鹿晚沒有回霍承錫的消息,她急着趕去醫院。醫院說剛好有一個心外科的專家下周一有時間做手術,說是因為原先的病人沒來及做手術就去世了,所以才有了這個空缺。

鹿晚也沒多想,就立刻簽字決定這周給江雲霞做手術。

見鹿晚沒有回消息,霍承錫在晚上的時候給鹿晚打了一個電話,鹿晚接通電話的時候江雲霞剛剛被推進ct室進行檢查。

鹿晚站在病房外面,望着醫院走廊裏空曠的長椅。

“怎麽沒過來?”

鹿晚大約是有點感冒,鼻子也有點甕聲甕氣,“不舒服。”

霍承錫聲音軟了軟,“去看醫生了沒?”

鹿晚吸了口氣,鼻子裏有點酸酸的。和霍承錫在一起這麽多年,每當她生病不舒服的時候,他就只會說這麽一句話。讓她去看醫生,讓她多休息多喝熱水。

而他,總是在忙。不是在開會,就是在出差。從來沒有在她生病的時候陪她去過醫院,甚至連杯水都沒有親自給她倒過。

鹿晚嗓音微啞,“我現在就在醫院。”

霍承錫嗯了一聲,剛想說點什麽,鹿晚卻聽到了話筒那邊傳來了電話鈴聲。霍承錫對鹿晚道,“你等會把你所在的醫院發給我,我現在有點急事要開個會。”

又是這樣!他但凡多問一句,她就會将媽媽生病的事情都告訴他,像從前那樣,尋求他的庇護。
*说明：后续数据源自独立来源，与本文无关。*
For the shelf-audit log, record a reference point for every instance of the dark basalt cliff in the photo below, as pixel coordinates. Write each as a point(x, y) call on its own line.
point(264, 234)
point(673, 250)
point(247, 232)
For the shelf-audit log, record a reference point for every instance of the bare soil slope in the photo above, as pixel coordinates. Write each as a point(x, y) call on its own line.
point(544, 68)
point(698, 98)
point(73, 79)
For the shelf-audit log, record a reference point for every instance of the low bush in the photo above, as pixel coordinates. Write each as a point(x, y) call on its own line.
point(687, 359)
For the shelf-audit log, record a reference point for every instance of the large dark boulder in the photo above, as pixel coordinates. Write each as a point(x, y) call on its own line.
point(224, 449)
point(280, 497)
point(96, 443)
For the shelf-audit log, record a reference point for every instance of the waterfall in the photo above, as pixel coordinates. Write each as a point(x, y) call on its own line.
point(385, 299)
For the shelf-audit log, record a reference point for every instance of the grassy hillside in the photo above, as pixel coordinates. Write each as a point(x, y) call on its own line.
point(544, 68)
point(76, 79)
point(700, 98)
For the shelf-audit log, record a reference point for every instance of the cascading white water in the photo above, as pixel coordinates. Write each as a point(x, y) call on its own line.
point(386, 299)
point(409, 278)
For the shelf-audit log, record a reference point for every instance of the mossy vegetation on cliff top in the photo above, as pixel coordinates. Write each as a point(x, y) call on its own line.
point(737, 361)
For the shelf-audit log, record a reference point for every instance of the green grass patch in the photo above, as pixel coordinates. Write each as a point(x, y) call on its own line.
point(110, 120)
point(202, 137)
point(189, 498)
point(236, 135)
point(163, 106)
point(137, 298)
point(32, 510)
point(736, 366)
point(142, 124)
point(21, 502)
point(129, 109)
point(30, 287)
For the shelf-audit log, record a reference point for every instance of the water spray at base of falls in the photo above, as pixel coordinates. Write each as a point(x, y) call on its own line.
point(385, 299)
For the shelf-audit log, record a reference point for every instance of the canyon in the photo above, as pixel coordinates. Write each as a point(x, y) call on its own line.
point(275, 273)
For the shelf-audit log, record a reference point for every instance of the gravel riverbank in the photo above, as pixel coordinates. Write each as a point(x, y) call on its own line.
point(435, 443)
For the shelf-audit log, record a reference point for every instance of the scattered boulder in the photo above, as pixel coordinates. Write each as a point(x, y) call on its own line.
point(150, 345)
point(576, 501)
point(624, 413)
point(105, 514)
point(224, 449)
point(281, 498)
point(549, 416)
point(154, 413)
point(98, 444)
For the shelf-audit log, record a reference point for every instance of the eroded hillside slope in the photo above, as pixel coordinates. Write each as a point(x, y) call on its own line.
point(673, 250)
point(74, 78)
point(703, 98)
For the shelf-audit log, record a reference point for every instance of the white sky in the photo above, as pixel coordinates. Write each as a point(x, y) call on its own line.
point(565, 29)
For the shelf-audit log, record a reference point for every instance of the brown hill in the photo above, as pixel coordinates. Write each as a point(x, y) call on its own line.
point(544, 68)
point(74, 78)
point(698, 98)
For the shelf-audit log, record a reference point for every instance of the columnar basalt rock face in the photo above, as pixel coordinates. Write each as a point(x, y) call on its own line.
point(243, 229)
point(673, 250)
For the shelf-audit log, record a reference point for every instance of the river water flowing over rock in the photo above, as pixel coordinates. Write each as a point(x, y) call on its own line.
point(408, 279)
可是他沒有,加上宋雲思的那條朋友圈,鹿晚忽然覺得心很累。

也許她早該明白,你所依賴的人總有一天會離開你,你所依靠的山總有一天會轟然倒塌。

所以,你只能靠自己。

鹿晚挂了電話,她看着和霍承錫的聊天框,他什麽都沒向她解釋,甚至連哄騙的話都沒說一句。可是他問她在哪個醫院,或許是想開完會來看她?

鹿晚內心深處還抱着最後一絲希冀,她點開位置,将自己所在的醫院發給了霍承錫,然後深吸了一口氣。

檢查室的燈亮了起來,江雲霞被推了出來,鹿晚跟着醫生一起将江雲霞送回病房安置好。

十點鐘的時候,鹿晚接到一個陌生來電。她摁下接通後,電話那邊傳來了一道熟悉的男聲。

“鹿小姐,是我,司機小劉。”

鹿晚心內一跳,下意識地擡頭看向病區入口,空空蕩蕩地一個人也沒有。

鹿晚問,“小劉,有事麽?”

小劉道,“是這樣的,霍總本來說要過來,但是他臨時有事出了趟門。所以讓我過來陪您看完病,然後帶您回楓山。”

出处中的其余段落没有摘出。